Глава одиннадцатая

1

Дней через пять после пытки Федора Емельянова пронесся по городу слух, что из Новгорода Великого прискакал знатный гость — шурин Федора Емельянова, старший сын новгородского гостя Стоянова. Он приехал, внимая просьбам своей сестры, умолявшей отца и братьев спасти ее мужа. И все в городе поняли, что алтыны и гривны, собранные «меньшими» посадскими, не перетянут стояновских новгородских червонцев.

Молодой Стоянов проехал сразу с дороги на Снетогорское подворье, где жили царские сыщики, и там же остановился. Сколько ушей и глаз следили в те дни за каждым движением новгородского гостя и наконец уследили: молодого новгородского богача окольничий принял в своем покое.

В ту же ночь Федор был вывезен в Москву тайно, чтобы на него не напала разгневанная толпа псковитян, и молодой Стоянов тоже уехал, захватив сестру.

Лавки Федора Емельянова были закрыты…

А воеводские слуги начали распродавать по торгам разную рухлядь — корыта, ушаты, сита, оконные рамы, лишнюю сбрую, кареты, телеги… Тогда поняли псковитяне, что они «свалили» не только Федора Емельянова, но вместе с ним и самого окольничего и воеводу князя Лыкова, который потакал во всех воровских повадках Федору.

И вдруг в те же самые дни бирючи закричали царский указ об отмене пошлин на соль.

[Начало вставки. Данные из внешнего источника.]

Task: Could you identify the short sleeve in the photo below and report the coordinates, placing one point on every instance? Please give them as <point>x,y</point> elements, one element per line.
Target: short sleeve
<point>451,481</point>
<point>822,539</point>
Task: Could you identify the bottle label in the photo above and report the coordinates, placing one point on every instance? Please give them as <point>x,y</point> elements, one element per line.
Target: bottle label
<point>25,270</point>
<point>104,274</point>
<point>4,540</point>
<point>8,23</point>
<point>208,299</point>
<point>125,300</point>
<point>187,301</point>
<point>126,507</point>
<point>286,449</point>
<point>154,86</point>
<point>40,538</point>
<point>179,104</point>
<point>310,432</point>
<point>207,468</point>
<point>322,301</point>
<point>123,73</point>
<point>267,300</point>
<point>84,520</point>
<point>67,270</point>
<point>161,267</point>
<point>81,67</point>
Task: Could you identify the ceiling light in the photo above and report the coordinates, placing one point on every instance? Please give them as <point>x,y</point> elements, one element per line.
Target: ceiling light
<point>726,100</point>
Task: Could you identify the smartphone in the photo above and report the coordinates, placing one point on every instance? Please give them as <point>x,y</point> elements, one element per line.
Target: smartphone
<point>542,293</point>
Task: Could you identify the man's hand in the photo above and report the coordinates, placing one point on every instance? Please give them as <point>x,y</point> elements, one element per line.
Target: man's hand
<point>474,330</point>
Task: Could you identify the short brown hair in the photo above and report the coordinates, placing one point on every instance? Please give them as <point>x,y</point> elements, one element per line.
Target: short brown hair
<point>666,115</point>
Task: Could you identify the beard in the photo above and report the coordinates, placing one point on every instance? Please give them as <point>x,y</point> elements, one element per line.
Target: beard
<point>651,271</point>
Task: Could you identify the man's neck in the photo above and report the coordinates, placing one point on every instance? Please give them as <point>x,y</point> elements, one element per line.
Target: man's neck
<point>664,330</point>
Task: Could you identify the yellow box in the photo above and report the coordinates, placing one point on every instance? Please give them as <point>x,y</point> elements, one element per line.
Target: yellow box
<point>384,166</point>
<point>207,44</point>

Посадские псковитяне радостно передавали друг другу:

«Услышал царь наши печали! Дай бог здоровья Томиле Слепому — потрудился своим писанием: не токмо что ирода Омельянова, не токмо что воеводу князь Лыкова с нашей спины согнал — и со всей земли соляную пошлину снял государь по Томилиному прошенью!»

Не было человека во Пскове, который не знал бы теперь грамотея в лицо, и при встрече на улице сотни псковитян скидывали шапки, кланяясь своему заступнику.

— Велико ли дело грамоту сочинять! — скромно, хотя и с достоинством говорил сам Томила. — Вся сила в единстве, в том, что дерзнули наши посадские за всей державы нужду поднять голос и приписи дать к челобитьицу не устрашились!..

В конце января дошел из Москвы слух о том, что Емельянов в Москве за свое воровство бит кнутом. И в ту же пору въехал во Псков новый воевода, окольничий Никифор Сергеевич Собакин. О нем говорили, что он ставленник боярина Морозова, что он только что пожалован окольничим за какие-то тайные услуги боярину Борису Морозову и прислан «на корм» во Псков, чтобы поправить свою худобу.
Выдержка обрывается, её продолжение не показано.